What an excellent list you've put together. Honestly, this is by far the best essential gear list I have seen online so far. I am going to be buying several things off this list as both presents for others and treats for myself. So thank you for sharing this!<a href="http://www.bladehq.com/cat--Kershaw-Scallion-Knives--402">.</a>

Shane
Nov 13, 2009

Are you kidding me with the $30 chopsticks?? I thought this magazine was about appreciating outdoors, not marketing a bunch of needless crap.

Lost Keys
May 27, 2009

I use the nite ize s biner as a key chaine. I hook it to my belt loop. Numeros times my keys have fallen off. I usually can hear the sound of keys hitting the ground. On a recent end of Fly fishing adventure.
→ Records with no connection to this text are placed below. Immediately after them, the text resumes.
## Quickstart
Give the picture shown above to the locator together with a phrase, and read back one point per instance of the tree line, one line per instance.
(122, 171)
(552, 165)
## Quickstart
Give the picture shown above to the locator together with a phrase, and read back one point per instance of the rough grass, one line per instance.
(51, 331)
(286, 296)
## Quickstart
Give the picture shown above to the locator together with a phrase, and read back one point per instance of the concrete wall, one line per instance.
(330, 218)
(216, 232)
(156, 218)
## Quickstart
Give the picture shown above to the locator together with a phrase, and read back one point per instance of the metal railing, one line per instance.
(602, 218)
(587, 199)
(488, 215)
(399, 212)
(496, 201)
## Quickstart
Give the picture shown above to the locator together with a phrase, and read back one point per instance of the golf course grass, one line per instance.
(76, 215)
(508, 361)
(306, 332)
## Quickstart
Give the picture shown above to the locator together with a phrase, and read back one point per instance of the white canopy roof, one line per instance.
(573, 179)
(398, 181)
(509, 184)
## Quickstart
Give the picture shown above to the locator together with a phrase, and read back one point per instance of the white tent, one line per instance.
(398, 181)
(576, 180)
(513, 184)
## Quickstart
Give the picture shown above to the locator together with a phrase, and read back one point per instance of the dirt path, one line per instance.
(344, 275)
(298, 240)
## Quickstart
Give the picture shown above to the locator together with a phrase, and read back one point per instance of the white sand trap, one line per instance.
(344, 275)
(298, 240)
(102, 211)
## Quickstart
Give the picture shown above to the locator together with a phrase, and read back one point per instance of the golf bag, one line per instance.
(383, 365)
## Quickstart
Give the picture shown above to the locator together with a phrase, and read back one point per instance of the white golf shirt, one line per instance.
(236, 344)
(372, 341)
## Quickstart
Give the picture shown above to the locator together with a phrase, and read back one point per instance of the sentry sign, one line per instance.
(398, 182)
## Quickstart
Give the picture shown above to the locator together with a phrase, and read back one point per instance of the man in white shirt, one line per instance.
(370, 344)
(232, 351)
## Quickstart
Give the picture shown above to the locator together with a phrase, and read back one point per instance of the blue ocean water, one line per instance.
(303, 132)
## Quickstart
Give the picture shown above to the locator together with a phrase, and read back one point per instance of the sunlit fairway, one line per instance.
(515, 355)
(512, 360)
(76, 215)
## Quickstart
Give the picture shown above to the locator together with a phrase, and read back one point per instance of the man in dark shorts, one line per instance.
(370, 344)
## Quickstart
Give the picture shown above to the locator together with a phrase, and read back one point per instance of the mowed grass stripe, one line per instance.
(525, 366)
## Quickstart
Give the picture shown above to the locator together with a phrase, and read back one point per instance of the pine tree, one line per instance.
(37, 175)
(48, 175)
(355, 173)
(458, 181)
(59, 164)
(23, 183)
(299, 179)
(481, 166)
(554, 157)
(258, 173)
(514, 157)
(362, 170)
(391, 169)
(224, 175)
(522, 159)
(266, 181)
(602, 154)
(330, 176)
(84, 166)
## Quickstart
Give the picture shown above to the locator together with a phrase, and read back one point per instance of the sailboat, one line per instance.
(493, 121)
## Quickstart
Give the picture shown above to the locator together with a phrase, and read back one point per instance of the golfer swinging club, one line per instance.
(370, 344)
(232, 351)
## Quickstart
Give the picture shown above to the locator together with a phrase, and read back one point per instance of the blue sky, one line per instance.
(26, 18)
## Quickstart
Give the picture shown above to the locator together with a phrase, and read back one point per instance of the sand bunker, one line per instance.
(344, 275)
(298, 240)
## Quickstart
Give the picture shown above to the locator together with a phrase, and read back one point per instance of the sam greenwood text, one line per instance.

I turned the car around to do a final check for any forgoten equipment. The metalic reflection came from the ground. I got out and there was the nite Ize S-biner. BackPacker Editors award and all. Spring not strong enough!

dropkick
May 16, 2009

How many backpackers do you know that carry $600 binoculars? Get real.

AN
May 14, 2009

I'm really surprised to see MSR's quick 2 system at the same time that GSI's dualist system is not mentioned yet it has the 2008 editor's choice and lighter than MSR's. This really makes me question the credibility of the whole backpacker's site that I have always had it as a flagship.